Библиотека капитана Немо (Роман)
  • Текст добавлен: 16 июля 2020, 07:00

Текст книги "Библиотека капитана Немо (Роман)"


Автор книги: Пер Энквист



сообщить о нарушении

Текущая страница: 8 (всего у книги 12 страниц)

Хотя вообще-то так говорят, желая сделать приятное тому, кому вроде бы не составляет труда удерживать пищу в желудке.

Но она легко раздражалась. Поговорить-то ей было не с кем, кроме Юханнеса и меня. А с тех пор как спилили башню и Враг исчез, точно его никогда и не существовало, точно его выдумал Юханнес, чтобы напугать или чтобы не испытывать стыда, ее окружала еще более плотная тишина.

Как-то раз она была одна дома, когда я пришел.

Юханнес отправился в «Консум», или в «Коппру», как вообще-то называли магазин, но она все равно меня впустила. По-моему, ей хотелось поговорить. Она усадила меня на диван и показала мне свое вязанье. Ей вздумалось научить меня вязать, и я не стал ей сообщать, что Юсефина в свое время научила меня вязать кухонные прихватки.

Первый ряд она вывязала сама, потому что мне не справиться, пояснила она. А потом дала мне попробовать.

Вообще-то странное было чувство. Ээва-Лиса сидела совсем рядом. В платье, которое сама сшила, сообщила она. Первое, которое она сшила сама, то есть все платье от начала до конца – купила ткань, сделала выкройку, раскроила и сшила. Ей хотелось сделать сюрприз маме, или Юсефине Марклюнд, как она ее называла, когда сердилась, или иногда просто Марклюнд, тогда, значит, дело было совсем плохо, радостно поразить маму своим умением. Так она задумала.
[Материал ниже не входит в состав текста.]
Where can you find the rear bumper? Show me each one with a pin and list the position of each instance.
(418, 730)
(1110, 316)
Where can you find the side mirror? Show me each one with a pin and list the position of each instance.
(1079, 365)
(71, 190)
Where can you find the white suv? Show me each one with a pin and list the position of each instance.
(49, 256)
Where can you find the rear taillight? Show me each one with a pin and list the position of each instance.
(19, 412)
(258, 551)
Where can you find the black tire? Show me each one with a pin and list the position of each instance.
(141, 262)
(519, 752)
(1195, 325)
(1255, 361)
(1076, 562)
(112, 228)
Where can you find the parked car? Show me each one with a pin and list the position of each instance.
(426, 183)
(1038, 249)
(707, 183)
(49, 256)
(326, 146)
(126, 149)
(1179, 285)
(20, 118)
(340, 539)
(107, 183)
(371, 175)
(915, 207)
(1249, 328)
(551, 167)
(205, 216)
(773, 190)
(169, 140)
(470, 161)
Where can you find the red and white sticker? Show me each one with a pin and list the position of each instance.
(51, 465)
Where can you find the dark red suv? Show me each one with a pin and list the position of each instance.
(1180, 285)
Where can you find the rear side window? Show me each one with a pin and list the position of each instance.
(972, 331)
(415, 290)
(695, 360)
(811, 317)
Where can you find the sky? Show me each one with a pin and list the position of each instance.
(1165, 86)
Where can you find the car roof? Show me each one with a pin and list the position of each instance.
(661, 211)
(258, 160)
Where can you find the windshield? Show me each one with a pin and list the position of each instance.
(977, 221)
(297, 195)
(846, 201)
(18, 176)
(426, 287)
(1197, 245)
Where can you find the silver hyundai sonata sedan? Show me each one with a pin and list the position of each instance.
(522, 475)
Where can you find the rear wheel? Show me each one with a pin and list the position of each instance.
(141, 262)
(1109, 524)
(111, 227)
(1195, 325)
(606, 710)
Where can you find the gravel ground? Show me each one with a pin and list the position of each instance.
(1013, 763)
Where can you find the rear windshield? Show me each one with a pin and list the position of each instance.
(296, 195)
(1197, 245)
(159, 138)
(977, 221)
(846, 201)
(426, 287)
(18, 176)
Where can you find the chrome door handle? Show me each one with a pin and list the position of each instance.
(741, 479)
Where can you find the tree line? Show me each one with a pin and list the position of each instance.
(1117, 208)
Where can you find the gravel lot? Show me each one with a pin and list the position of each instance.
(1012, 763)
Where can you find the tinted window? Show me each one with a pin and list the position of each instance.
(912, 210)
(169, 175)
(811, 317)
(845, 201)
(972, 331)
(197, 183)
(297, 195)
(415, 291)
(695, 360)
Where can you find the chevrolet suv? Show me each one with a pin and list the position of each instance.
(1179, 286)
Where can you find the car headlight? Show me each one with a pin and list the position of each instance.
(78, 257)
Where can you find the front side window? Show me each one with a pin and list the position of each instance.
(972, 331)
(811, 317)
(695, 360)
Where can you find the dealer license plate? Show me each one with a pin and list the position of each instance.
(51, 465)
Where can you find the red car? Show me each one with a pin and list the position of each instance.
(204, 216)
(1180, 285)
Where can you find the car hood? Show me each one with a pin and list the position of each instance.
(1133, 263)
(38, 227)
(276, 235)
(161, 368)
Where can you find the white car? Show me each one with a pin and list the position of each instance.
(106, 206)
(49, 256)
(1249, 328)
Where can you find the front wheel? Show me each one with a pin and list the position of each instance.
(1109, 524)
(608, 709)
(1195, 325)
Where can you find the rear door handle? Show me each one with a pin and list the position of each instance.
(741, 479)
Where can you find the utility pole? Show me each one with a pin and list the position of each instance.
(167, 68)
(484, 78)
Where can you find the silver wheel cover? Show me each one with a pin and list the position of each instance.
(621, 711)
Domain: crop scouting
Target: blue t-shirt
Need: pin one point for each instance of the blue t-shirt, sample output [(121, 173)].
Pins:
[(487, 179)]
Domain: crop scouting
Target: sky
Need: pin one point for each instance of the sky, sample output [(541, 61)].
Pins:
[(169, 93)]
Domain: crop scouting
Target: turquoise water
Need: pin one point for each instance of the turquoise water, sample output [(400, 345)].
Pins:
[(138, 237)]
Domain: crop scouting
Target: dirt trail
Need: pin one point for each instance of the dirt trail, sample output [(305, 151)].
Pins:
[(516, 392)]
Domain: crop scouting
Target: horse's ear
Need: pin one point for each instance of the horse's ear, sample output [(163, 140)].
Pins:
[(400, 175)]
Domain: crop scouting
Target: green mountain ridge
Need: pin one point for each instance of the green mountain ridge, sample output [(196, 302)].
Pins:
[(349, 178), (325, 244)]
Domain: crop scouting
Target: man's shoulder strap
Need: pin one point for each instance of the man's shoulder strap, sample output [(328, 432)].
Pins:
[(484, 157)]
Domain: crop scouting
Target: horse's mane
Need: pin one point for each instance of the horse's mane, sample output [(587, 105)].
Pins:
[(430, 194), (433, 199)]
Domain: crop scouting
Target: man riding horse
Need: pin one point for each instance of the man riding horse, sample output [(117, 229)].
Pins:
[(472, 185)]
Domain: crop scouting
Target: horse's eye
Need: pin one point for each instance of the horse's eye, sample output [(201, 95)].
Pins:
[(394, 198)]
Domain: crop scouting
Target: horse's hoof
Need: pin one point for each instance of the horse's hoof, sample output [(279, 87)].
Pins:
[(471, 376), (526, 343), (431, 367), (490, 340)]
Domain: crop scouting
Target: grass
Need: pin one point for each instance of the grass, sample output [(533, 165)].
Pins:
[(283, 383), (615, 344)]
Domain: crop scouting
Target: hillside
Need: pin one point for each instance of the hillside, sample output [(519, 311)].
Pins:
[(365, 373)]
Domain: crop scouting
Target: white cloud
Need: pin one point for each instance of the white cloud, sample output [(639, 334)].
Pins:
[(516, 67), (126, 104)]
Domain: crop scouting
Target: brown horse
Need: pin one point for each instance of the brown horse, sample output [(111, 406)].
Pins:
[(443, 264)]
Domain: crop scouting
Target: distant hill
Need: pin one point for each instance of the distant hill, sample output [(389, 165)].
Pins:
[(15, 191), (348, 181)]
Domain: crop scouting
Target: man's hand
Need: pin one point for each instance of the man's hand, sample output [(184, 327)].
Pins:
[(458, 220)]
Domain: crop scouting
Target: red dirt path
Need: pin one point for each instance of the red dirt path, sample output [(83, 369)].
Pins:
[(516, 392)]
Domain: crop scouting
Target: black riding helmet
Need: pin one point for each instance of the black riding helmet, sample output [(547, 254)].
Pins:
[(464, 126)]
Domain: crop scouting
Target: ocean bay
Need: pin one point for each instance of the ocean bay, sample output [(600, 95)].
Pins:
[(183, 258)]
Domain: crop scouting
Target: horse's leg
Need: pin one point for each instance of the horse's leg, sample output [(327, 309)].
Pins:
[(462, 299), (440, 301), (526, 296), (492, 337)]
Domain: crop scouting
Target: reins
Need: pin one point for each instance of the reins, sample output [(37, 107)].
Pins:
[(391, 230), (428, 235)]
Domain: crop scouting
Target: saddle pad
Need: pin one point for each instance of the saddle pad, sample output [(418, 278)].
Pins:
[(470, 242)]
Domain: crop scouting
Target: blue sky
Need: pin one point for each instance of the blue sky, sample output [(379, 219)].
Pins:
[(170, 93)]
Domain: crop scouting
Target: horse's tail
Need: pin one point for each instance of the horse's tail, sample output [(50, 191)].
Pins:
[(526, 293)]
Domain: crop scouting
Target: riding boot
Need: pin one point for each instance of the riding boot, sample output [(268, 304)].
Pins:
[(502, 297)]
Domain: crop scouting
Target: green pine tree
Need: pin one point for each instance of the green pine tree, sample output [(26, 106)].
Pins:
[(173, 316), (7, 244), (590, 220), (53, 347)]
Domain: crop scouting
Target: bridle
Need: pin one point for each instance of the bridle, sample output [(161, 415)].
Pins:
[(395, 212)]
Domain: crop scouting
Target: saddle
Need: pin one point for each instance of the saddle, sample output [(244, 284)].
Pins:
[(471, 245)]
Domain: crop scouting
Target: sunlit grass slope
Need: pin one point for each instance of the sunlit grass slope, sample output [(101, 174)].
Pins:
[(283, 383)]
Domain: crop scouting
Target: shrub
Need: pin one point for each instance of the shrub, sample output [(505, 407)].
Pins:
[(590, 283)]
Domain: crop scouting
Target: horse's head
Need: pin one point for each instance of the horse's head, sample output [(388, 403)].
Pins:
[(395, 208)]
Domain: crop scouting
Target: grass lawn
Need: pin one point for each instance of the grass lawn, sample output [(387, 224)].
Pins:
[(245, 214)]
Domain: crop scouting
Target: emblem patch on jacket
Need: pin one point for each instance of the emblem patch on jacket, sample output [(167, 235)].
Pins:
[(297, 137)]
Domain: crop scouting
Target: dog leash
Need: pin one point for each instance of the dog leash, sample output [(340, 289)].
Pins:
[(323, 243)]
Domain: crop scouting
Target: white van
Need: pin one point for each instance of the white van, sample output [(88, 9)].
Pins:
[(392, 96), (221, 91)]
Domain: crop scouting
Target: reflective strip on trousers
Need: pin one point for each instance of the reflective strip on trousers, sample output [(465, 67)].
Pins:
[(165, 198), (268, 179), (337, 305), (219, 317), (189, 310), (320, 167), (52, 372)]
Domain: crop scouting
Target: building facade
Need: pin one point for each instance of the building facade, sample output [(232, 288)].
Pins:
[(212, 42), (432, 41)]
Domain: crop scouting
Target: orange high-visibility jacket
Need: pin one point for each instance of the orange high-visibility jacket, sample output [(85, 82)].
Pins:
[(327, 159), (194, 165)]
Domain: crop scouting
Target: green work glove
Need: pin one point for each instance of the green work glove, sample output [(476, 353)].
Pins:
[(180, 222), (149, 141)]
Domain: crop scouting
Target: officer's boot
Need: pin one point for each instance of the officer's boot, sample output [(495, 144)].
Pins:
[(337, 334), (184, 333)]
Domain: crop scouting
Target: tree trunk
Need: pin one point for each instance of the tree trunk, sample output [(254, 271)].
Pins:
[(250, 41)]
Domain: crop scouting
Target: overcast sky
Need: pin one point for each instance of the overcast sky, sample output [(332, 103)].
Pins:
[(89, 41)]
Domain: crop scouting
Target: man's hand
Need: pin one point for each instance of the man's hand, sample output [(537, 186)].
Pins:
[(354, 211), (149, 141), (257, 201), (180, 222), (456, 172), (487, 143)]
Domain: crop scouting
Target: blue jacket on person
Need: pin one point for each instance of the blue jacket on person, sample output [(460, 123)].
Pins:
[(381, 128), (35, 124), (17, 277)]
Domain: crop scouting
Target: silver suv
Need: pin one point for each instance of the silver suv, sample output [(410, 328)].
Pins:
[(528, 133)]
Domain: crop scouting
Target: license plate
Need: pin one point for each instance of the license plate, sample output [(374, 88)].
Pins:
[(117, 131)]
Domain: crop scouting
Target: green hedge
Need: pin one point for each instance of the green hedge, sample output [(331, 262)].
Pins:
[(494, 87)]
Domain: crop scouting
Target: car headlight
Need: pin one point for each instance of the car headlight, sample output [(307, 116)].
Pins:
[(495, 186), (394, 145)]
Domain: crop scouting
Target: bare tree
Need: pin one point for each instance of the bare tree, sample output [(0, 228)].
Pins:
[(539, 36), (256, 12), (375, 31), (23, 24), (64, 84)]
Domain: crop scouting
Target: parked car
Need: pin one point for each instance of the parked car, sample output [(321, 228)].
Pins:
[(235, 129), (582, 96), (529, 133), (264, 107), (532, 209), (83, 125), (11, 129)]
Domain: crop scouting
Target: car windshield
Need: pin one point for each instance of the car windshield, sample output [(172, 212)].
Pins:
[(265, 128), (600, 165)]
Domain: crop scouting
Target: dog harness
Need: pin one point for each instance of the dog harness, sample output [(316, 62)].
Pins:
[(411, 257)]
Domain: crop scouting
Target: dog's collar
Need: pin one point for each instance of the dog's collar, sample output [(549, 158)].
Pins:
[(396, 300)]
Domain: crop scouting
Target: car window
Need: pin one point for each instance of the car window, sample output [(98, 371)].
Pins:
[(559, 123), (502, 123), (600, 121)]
Материя была гладкая-прегладкая. Мне позволили пощупать. Это было выходное платье с тюльпанами. Я долго рассматривал цветы, потрогал их. Тюльпаны были перевернуты вверх ногами, росли, так сказать, цветком книзу. Я спросил ее, почему она расположила их таким образом, ведь они обычно растут цветком кверху. Но тогда она снова вроде как изменилась и сказала, что Юсефина тоже обратила на это внимание. При раскройке она случайно перевернула ткань, и теперь цветы росли вверх ногами.

Особого сюрприза не получилось, сказала мама.

Тогда я начал уверять ее, что так даже красивее. И я слышал, что за границей бывают цветы, которые растут вверх ногами, не в районе Стокгольма, а в Нюланде, где есть и пальмы; это далеко, к югу от Нурдмарка, если смотреть с этой стороны.

Не надо думать, будто все тюльпаны одинаковые, сказал я.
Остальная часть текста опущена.